During the Summer of 2018, I was given the amazing oppurtunity to work with Dr. Michaela Howells, of the Anthropology Department here at UNCW, and her colleague, Dr. Christopher Lynn, of the University of Alabama's Anthropology department, on their project: Inking of Immunity. This project focuses on the health benefits of tattooing, specifically within the Polynesian culture of Samoa and American Samoa. Thanks to SURCA, I was able to travel to the Northwest Tatau Festival in Puyallup, Washington State, where I assisted Dr. Howells and Dr. Lynn in collecting salivary samples as well as ethnographic data for biocultural research.
I was invited by Dr. Howells to assist her and her colleague on this project during the Spring Semester of 2018. Dr. Howells decided to invite me onto this project due to the signifcanct role culture plays in this research. She and I had spoken several times about anthropology in general and I had told her of my interest in the cultural subfield. I hoped to gain invaluable experience as a researcher and a deeper understanding and appreciation of tattooing, and other forms of body modifcation techniques, through this project.
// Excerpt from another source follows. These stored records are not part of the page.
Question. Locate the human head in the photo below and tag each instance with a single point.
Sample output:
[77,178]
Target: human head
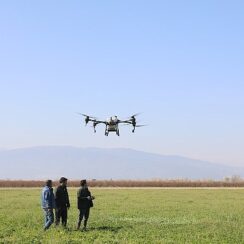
[83,183]
[49,183]
[63,181]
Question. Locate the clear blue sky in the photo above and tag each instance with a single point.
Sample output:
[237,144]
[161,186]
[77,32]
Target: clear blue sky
[181,63]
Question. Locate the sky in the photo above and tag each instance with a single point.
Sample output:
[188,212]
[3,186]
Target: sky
[178,63]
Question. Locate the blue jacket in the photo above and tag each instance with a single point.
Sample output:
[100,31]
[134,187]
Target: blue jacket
[47,197]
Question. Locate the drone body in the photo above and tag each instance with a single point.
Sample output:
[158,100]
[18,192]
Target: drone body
[112,123]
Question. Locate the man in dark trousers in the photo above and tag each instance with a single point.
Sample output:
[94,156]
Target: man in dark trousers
[48,204]
[62,202]
[84,202]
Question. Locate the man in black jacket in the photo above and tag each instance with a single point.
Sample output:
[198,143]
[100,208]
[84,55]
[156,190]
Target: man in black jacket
[62,202]
[84,202]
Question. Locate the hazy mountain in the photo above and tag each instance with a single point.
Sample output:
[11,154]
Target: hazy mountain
[95,163]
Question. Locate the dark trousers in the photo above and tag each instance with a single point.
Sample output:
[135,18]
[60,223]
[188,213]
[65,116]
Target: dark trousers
[48,218]
[61,213]
[84,213]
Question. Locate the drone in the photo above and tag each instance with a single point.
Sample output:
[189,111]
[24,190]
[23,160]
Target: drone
[112,123]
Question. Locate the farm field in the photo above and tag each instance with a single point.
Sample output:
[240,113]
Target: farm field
[144,215]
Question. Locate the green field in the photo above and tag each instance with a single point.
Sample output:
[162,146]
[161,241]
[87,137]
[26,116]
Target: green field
[130,216]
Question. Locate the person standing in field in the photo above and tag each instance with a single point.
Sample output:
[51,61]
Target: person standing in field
[48,204]
[62,202]
[84,203]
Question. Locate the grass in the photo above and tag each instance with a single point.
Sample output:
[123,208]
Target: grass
[130,216]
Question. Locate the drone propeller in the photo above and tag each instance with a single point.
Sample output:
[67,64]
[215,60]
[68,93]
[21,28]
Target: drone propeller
[140,125]
[133,116]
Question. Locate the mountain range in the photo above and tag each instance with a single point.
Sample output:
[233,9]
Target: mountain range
[98,163]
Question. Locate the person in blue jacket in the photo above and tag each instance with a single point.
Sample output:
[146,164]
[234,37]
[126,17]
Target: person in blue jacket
[48,204]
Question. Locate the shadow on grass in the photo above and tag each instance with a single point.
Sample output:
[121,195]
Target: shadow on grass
[106,228]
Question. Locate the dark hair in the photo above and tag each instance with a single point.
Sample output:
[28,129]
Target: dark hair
[82,182]
[48,182]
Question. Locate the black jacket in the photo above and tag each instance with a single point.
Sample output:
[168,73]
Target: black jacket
[82,201]
[62,197]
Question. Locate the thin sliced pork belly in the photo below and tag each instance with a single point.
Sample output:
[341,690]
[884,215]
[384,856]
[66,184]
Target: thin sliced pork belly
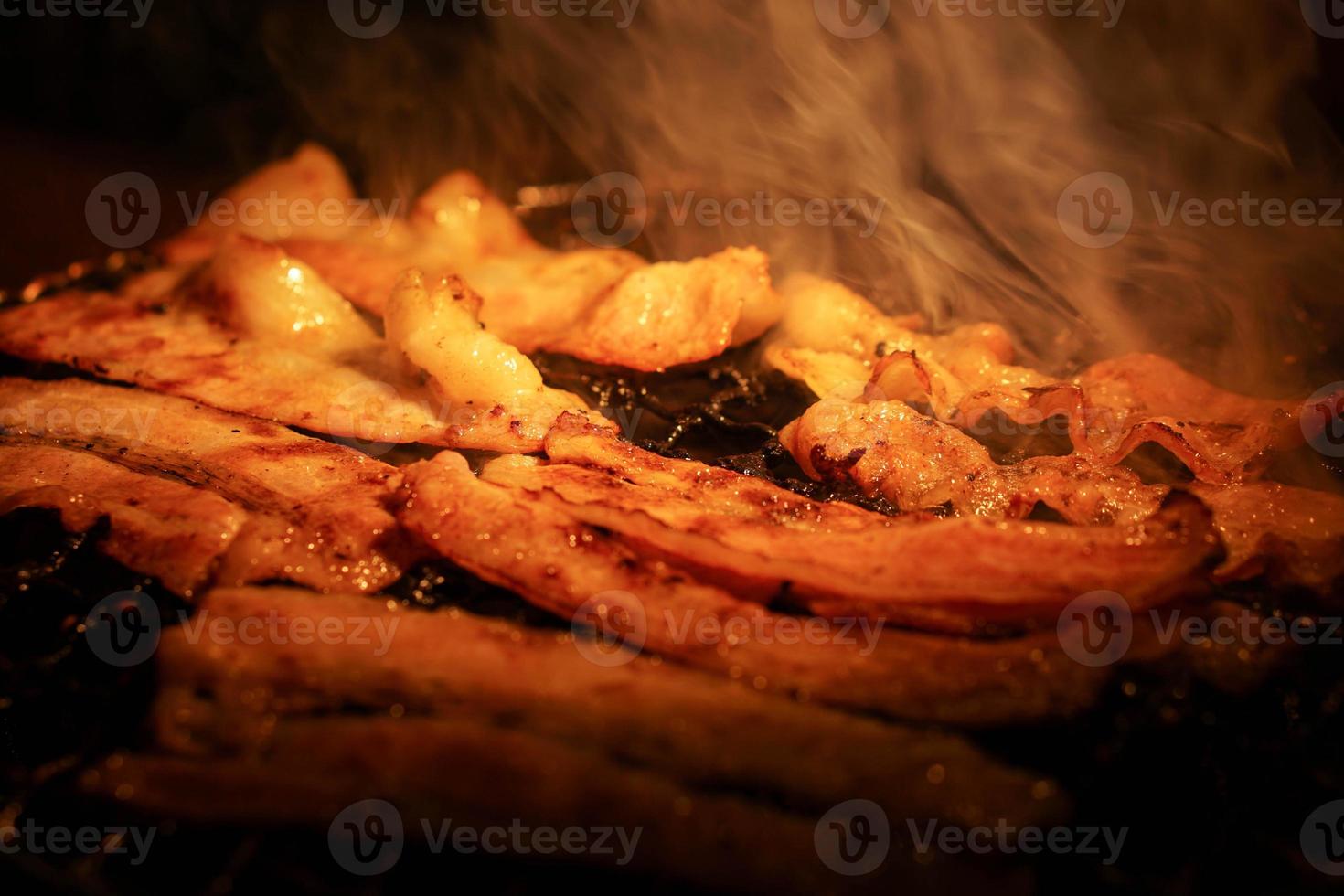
[258,334]
[679,721]
[603,305]
[771,541]
[1292,535]
[157,527]
[316,513]
[517,539]
[886,448]
[915,463]
[832,340]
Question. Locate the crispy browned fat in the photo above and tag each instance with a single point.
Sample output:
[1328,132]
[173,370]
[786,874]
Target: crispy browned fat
[763,540]
[519,539]
[245,500]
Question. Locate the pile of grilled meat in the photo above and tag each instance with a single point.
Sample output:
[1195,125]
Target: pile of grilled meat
[577,598]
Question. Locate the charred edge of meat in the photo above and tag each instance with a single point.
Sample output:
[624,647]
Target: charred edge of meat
[720,412]
[63,704]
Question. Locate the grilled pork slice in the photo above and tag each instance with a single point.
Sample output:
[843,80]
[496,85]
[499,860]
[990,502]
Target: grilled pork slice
[763,540]
[886,448]
[517,539]
[223,698]
[285,506]
[159,527]
[438,334]
[915,463]
[1292,535]
[605,305]
[841,347]
[443,775]
[257,332]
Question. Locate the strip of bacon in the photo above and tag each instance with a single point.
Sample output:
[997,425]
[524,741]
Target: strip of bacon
[1292,535]
[223,693]
[834,340]
[258,334]
[915,463]
[542,551]
[886,448]
[157,527]
[300,509]
[605,305]
[768,541]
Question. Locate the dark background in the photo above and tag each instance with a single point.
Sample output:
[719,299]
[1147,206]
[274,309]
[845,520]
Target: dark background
[208,91]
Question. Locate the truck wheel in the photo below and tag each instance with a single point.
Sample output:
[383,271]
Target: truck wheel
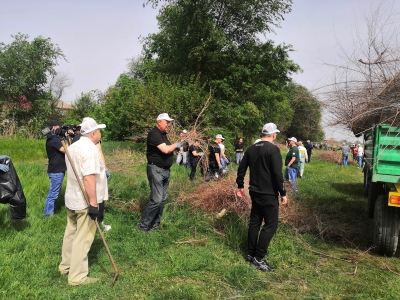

I gained a lot of useful skills as a researcher and team member throughout the research process. It also provided me with the necessary skills to further my academic career. This experience forced me out of my comfort zone and allowed me to see that I have the potential to move past the limits I set for myself. I learned that research can be fun and you get to meet amazing people all along the way.
This experience makes me a more viable candidate when I begin applying to graduate school by providing me with an exceptional applied learning oppurtunity and invaluable experience in anthropological field work. This will also show that I am a researcher who is able to work with a team, which will make me a more viable candidate.